Boris is a pretty good salesman in his own right. As Mayor of London, his main job was to attract business and investment to our capital — and the transformation of the city’s skyline  is testament to how effective he was. If he can do the same for UK PLC, Britain’s depressed northern cities will be lit up like Las Vegas. 
 Toby Daniel Moorsom Young is the son of Baron Young of Darlington, major contributor to the 1945 Labour Manifesto, and a distinguished sociologist. The Moorsom is for his mother, Sasha, who kept the BBC Third Programme and elsewhere culturally sound, and wrote a couple of decent books herself. As such, the offspring is entitled to be an “Hon”.

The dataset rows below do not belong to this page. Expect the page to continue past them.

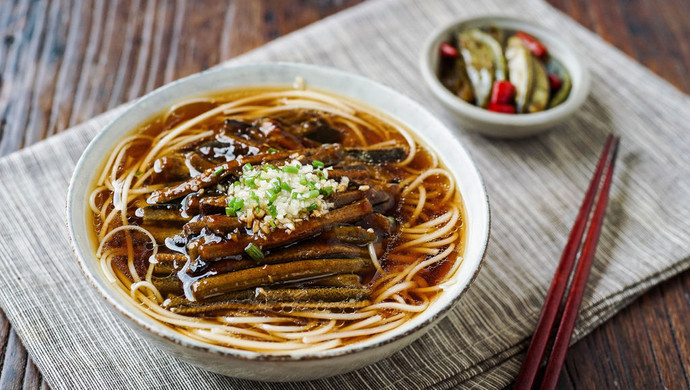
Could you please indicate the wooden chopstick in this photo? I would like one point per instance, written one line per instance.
(545, 324)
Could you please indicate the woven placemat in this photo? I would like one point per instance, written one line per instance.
(535, 186)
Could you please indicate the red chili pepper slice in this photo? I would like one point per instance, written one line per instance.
(448, 51)
(503, 92)
(502, 108)
(554, 82)
(533, 44)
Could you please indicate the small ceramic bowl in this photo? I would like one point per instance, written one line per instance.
(300, 366)
(507, 125)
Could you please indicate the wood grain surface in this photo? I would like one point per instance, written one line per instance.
(64, 61)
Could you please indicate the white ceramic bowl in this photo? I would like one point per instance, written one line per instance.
(506, 125)
(258, 366)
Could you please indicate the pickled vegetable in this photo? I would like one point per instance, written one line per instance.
(521, 71)
(503, 71)
(484, 62)
(540, 89)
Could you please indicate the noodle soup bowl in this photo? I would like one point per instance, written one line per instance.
(294, 366)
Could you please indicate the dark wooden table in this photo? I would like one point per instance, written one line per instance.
(64, 61)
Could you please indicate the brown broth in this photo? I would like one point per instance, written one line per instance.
(140, 246)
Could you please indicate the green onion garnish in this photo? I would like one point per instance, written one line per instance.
(252, 196)
(271, 195)
(290, 169)
(276, 185)
(327, 191)
(254, 252)
(237, 203)
(249, 182)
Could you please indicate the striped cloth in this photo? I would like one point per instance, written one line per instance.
(535, 186)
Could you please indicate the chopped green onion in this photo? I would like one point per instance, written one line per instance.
(254, 252)
(271, 195)
(327, 191)
(249, 182)
(290, 169)
(237, 203)
(276, 185)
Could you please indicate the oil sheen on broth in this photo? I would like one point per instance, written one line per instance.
(276, 220)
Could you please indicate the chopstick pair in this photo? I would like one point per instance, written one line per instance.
(537, 348)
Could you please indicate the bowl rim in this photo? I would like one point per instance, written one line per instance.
(169, 335)
(576, 98)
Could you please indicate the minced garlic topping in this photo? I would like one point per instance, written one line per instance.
(269, 197)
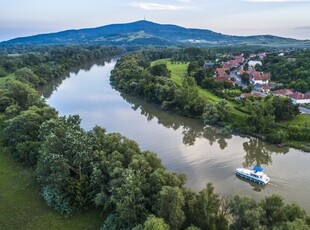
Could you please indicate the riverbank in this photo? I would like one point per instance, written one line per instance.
(179, 71)
(22, 205)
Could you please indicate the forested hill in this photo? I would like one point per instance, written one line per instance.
(149, 33)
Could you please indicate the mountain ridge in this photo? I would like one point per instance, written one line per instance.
(149, 33)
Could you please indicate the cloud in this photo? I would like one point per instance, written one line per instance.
(277, 1)
(302, 28)
(158, 6)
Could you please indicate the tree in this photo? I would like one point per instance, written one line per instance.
(160, 70)
(216, 112)
(284, 109)
(129, 199)
(170, 206)
(64, 162)
(155, 223)
(245, 78)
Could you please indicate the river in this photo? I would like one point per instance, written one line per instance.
(182, 143)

This fruit has fallen far, far from the Muswell Hill tree.
It obviously hasn’t dawned on the Honourable Toby that Theresa May, in her wisdom, has made quite sure BoJo will have little to contribute on #Brexit. Were he even considering so doing, he would collide forcibly with the adamantine David Davis, Secretary of State for #Brexit. That would be an event where it would be would be worth having the popcorn franchise. Essential differences are that Davis does his homework, knows his stuff and is licensed to kill.
 Even further from the point, Lord Tinplate.
Theresa May has delegated International Trade to Liam Fox, the one Tory outstanding for being more devious, more self-seeking, more duplicitous, more venomous than BoJo. If Davis leaves a bloody BoJo corpse at the Cabinet table, Fox can be guaranteed to boot it on the way out.
 Ah, yes.
Generations yet unborn will hail BoJo for his architectural significance. He did more for the London skyline than the Luftwaffe. His greatest hit [sic] ought to be the car-killing 20 Fenchurch Street, a.k.a. the Walkie-Talkie.
 Either the Honourable Toby has smuggled an irony past the Sun sub-editors, or this has to be further proof of the man’s excellence in crassness.
The architect of Carbuncle-of-the-Year is Rafael Viñoly. A previous “commission” (read that as you please) was the Vdara Hotel and Spa in Las Vegas. This was Viñoly‘s previous attempt to build a death-ray. The curved frontage, as at Fenchurch Street, focuses the sun, with the result that sun-bathers can have their hair scorched and their loungers melted.